Curtis spoke to Riverside supervisors after Riverside Registrar of Voters Art Tinoco delivered a presentation related to his county’s local elections. Tinoco’s presentation was given in response to what he referred to as an audit by a local advocacy group which allegedly showed a discrepancy between the ballots that were cast in Riverside and those counted.
Tinoco, who was appointed by the Riverside Board in 2023, attempted to assuage community members’ concerns by explaining the process of ballot counting for Riverside’s 1.4 million voters. Afterward, Curtis added his own thoughts, that Riverside should implement an approach like the one he’s put in place in Shasta County, where he counted 65,000 ballots this last election, so that everyone will trust elections.
Stating that Shasta County uses “forms and paper” to count ballots, Curtis told Riverside officials that while he can’t say what’s the right approach, Shasta puts no stock in computers.
“Essentially, what is going on is that you have someone who believes computers and someone who wants to do forms and paper,” Curtis opined about disagreements over approaches to elections. “I can’t tell you which is right. We do forms and paper and people in Shasta County.
“We count better in Shasta County, I guess,” Curtis continued, “because ours come out dead even. Now, if you run it through the little computer thingies … it might say something different. But we hold no stock to that. We’ve actually counted our ballots and counted our voters so our voters match perfectly.”
It was unclear what process Curtis was discussing as he did, in fact, use voting machines to count the ballots in Shasta County’s election last November, the only election he’s ever run. The results Curtis turned in to state officials came from that machine count. Curtis responded only to a single question for this story.

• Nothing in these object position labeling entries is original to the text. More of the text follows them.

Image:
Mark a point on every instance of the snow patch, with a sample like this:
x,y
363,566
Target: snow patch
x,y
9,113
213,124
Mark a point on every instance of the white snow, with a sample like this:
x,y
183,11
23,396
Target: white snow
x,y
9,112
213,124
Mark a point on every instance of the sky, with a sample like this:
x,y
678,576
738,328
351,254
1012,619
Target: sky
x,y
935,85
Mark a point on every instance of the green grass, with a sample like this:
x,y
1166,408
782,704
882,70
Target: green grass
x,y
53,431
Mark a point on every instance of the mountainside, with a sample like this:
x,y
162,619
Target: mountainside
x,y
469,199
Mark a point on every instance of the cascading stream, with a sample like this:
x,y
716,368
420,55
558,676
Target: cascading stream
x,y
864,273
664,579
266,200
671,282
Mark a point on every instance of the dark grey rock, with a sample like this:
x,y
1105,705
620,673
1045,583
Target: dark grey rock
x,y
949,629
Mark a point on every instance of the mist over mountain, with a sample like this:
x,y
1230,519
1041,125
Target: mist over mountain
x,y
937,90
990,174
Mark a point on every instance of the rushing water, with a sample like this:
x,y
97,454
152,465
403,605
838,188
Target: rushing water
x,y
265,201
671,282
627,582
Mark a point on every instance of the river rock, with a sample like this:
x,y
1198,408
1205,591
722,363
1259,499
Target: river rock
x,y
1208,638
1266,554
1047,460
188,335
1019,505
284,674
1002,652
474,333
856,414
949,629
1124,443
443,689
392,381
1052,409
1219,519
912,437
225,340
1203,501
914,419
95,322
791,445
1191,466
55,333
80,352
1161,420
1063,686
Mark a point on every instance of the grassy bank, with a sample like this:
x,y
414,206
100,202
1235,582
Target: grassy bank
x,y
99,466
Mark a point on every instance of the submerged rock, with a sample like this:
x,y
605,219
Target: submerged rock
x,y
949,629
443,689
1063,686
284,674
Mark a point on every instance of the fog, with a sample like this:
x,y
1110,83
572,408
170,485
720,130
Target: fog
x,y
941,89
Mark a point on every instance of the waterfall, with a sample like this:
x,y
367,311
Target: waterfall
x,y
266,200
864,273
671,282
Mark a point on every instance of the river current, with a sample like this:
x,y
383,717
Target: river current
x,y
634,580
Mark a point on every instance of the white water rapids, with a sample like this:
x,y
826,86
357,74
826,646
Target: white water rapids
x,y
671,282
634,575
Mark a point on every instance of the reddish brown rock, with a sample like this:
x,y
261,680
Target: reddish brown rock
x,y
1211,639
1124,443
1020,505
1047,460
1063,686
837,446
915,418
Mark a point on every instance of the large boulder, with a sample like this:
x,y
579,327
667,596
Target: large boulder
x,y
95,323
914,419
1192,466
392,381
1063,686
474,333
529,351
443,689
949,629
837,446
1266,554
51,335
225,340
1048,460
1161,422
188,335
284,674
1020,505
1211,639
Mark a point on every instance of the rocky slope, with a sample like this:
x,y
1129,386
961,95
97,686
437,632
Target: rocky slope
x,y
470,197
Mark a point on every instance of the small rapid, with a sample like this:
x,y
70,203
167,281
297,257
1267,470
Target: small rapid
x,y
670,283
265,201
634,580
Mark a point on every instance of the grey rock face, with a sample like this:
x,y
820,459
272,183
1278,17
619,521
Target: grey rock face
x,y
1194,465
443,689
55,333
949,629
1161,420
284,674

He explained his ballot counting methods to Riverside supervisors by describing the video livestream process he’s set up in Shasta to film ballots before and after they’re run through machines. “Now this video, by itself, does nothing unless it’s checked,” Curtis said, a statement that seemed to mean that the video only records images, without counting anything. But, he added, “if you check the video, you can find out whether the results match.
“Now we have a video of what’s going on before it ever hits the machine, and it was accurate,” Curtis said. “Does that mean it will be accurate every time? No, it’s going to be accurate if you check the video, but if you stop checking the video and you start trusting machines, that’s when it goes bad.”
But Curtis has never checked the video he took in November against his machine count, something he confirmed for Shasta Scout by text today, saying the video is only for the public’s use.
Before concluding his remarks in Riverside, Curtis also bragged to supervisors there that he had solved Shasta’s conflicts over elections with his new methods, saying the county used to be “a war zone” with “everybody yelling at each other and fighting” but “that’s all gone.”
Then, in an interview conducted by The Riverside Record and shared with Shasta Scout after the meeting, Curtis blamed Shasta community members for causing conflict.
“We’ve got some morons up there that like to complain about everything,” Curtis said. “I call them my little socialists, and so they’re up there complaining, trying to always do stuff.”
Referring to Shasta supervisors during that same interview, Curtis at first called them “idiots,” before noting that while the board reviewed the allegation against him regarding his remarks during the gubernatorial tour — statements he claims were not problematic — no further action was taken.
“I got three of them that like me,” Curtis said, referring to Shasta supervisors, “one that’s cold, and another that, you know, not a chance to get anything good out of him.”